Published Apr 4, 2014
dmdrn73
29 Posts
I have been in Home Health since 1995 and I have always been under the impression that you were supposed to put surgeries that the patient had on the 485, in that Box 12. We have an outside company that does our coding for us and I have had the hardest time getting them to put surgeries in. Some of them will enter them into the OASIS but then not put it in the place in our system that it needs to be to go onto the actual 485.
I'm not talking about just minimal procedures, most recently I had a guy who we were seeing fresh from a CABG x 3 and an Aortic Valve Replacement (Mechanical) and neither procedure is anywhere to be found. These are not old procedures (I remember the days when you listed ALL surgeries they had) but the whole reason we were referred.
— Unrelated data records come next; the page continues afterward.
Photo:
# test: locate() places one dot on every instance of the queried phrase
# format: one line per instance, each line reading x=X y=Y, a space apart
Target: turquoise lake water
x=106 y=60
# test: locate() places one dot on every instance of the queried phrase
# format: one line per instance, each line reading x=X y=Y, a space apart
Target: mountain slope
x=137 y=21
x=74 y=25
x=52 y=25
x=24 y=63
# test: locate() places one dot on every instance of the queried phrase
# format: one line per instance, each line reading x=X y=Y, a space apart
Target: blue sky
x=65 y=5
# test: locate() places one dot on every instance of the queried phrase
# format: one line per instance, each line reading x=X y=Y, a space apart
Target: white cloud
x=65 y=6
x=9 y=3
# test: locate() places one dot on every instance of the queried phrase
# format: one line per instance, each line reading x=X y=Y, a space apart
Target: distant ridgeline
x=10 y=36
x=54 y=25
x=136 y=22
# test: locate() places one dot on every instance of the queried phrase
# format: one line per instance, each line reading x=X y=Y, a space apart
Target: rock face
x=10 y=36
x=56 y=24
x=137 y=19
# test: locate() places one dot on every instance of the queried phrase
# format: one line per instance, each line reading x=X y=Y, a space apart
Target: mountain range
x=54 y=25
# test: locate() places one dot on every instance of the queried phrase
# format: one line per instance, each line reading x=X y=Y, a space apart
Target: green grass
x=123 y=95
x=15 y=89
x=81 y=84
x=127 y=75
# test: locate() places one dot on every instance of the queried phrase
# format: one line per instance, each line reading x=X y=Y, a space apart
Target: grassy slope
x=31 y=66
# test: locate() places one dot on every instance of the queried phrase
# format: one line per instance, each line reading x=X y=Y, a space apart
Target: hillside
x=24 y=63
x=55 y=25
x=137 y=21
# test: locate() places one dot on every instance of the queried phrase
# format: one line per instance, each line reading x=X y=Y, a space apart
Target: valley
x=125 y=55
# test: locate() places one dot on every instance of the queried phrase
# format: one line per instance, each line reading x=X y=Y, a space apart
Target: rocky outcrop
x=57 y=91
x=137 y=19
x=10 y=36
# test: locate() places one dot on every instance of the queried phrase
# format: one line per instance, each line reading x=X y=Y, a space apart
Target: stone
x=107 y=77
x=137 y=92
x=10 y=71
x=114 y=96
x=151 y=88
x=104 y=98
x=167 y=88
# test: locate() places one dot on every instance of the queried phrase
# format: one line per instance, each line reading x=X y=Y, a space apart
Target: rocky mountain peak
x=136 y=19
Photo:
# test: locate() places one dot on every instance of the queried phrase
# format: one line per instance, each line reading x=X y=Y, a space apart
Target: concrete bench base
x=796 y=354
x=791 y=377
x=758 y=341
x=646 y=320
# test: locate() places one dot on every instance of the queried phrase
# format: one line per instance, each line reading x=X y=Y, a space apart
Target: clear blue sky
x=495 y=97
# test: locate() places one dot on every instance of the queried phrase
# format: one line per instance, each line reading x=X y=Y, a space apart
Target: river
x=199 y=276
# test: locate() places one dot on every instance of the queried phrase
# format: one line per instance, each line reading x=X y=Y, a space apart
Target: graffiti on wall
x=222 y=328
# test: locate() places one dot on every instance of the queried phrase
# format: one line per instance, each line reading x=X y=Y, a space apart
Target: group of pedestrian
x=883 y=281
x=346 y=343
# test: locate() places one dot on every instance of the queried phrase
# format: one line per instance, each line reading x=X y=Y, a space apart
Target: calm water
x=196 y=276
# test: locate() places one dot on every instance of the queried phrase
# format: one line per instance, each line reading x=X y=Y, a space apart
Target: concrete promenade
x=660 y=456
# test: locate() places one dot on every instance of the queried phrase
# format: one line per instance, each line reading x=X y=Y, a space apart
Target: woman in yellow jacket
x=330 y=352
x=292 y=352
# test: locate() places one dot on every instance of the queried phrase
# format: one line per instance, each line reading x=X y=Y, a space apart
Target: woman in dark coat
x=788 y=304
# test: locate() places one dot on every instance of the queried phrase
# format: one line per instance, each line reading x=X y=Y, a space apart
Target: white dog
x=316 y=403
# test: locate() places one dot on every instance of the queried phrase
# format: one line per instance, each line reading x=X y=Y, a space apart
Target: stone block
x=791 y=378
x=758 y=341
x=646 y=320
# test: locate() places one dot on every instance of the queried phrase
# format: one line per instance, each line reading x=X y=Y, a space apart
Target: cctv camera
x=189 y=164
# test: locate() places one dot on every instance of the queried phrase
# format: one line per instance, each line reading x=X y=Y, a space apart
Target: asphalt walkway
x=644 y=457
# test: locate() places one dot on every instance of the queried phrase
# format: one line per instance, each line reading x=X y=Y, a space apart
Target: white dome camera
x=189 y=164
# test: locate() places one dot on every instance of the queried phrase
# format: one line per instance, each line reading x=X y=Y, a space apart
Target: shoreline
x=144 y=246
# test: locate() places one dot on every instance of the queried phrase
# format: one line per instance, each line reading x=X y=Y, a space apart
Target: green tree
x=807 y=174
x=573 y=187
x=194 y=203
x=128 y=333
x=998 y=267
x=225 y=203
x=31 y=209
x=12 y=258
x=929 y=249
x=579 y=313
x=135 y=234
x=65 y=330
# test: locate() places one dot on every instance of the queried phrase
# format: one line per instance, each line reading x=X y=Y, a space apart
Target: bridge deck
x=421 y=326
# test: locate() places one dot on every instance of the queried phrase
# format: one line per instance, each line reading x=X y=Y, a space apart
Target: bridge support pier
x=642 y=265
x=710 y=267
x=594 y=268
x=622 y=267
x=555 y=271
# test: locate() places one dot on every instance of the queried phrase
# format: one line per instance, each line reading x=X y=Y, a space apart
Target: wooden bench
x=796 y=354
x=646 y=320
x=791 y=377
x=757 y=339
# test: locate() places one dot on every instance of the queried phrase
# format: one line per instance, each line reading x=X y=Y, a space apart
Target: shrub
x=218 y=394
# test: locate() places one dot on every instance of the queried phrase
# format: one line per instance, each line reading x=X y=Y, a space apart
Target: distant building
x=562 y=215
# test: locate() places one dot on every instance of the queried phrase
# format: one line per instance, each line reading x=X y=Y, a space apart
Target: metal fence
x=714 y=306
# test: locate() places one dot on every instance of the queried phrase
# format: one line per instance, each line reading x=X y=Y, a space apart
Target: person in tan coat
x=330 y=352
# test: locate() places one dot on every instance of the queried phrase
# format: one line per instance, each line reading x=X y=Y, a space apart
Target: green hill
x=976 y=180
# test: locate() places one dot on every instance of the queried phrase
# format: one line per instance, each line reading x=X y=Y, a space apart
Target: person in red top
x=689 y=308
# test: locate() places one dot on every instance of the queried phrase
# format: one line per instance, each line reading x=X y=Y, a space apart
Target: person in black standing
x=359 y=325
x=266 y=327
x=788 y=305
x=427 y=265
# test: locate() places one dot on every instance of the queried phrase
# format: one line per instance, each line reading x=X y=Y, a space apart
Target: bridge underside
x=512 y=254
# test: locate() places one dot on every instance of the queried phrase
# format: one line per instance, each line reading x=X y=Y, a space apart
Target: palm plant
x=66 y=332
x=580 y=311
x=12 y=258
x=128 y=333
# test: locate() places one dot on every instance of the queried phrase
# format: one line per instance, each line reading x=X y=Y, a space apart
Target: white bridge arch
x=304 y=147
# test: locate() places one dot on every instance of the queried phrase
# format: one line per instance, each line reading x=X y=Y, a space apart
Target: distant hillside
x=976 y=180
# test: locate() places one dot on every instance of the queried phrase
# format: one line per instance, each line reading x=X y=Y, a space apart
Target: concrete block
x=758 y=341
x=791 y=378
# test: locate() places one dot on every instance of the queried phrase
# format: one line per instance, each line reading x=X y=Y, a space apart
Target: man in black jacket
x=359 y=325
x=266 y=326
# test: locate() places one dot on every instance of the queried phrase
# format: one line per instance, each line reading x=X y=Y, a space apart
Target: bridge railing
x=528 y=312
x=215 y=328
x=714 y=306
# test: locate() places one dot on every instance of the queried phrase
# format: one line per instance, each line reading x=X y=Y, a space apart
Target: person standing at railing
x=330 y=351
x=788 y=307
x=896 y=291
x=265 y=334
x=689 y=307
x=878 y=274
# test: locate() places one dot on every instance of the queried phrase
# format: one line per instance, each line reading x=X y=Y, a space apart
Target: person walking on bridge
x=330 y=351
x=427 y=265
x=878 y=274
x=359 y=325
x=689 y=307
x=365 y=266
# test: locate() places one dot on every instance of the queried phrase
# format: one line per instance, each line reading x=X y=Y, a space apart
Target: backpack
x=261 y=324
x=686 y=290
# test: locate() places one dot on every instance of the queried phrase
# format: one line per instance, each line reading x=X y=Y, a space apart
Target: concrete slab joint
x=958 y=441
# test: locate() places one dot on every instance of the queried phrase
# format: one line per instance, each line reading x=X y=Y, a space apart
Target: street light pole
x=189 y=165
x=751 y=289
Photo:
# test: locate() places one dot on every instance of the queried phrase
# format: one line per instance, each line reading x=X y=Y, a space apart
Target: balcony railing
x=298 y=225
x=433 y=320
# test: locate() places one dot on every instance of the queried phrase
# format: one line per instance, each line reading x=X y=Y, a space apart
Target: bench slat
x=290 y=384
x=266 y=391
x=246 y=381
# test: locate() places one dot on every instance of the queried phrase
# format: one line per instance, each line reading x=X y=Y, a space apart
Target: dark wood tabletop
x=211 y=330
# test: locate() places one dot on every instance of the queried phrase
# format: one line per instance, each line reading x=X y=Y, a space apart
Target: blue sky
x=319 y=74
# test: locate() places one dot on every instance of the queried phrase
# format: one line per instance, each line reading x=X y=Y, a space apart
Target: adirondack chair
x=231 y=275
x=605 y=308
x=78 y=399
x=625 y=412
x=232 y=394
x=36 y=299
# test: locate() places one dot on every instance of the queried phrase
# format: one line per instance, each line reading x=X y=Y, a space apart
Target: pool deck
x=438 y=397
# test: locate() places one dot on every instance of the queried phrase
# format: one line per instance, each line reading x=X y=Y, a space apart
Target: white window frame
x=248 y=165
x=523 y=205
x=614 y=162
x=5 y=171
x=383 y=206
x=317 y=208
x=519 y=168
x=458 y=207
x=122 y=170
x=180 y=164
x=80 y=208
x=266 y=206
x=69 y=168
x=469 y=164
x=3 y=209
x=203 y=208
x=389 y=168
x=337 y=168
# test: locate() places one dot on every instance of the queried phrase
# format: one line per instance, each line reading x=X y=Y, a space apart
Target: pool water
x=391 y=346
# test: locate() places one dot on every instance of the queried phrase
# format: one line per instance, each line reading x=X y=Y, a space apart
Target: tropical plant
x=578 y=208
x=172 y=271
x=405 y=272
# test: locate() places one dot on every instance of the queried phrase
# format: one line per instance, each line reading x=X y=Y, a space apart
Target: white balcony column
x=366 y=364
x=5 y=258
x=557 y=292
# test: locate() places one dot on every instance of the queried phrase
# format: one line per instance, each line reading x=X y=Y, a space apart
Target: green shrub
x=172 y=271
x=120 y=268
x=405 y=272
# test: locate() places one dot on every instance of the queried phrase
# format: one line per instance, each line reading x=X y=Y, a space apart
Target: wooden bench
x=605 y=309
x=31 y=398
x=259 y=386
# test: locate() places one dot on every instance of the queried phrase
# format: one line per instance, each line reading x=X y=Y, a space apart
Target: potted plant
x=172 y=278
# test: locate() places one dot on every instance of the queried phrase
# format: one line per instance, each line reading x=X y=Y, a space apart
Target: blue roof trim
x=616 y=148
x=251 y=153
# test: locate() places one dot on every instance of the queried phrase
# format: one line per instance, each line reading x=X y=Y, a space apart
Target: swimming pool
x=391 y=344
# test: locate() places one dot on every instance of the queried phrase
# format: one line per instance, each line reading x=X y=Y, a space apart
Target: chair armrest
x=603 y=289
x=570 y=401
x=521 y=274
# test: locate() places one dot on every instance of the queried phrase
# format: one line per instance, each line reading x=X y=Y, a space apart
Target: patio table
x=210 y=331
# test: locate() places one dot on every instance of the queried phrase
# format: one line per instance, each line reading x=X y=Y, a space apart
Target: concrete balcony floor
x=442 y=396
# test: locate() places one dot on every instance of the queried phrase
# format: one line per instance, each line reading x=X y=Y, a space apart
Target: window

I sent responses back to the coding message requesting that these be added and was told that supposedly they are doing away with M1012 but that is not the 485 it is OASIS.
Am I the only one that thinks this is a problem? Is it not a big deal that these surgeries aren't listed on the 485?
caliotter3
38,333 Posts
I work in the field only but have always provided input to keep 485s as updated and complete as possible. I agree with your view on this. Some documents have been so spotty, I wondered who had thrown them togetber and what was their "source" of information.
KelRN215, BSN, RN
1 Article; 7,349 Posts
I always list them. The most annoying thing ever about the software we use though is that if you enter all the information into the referral and then try to "copy diagnoses" onto the 485, it copies only the medical diagnoses and then you have to re-enter every surgery individually.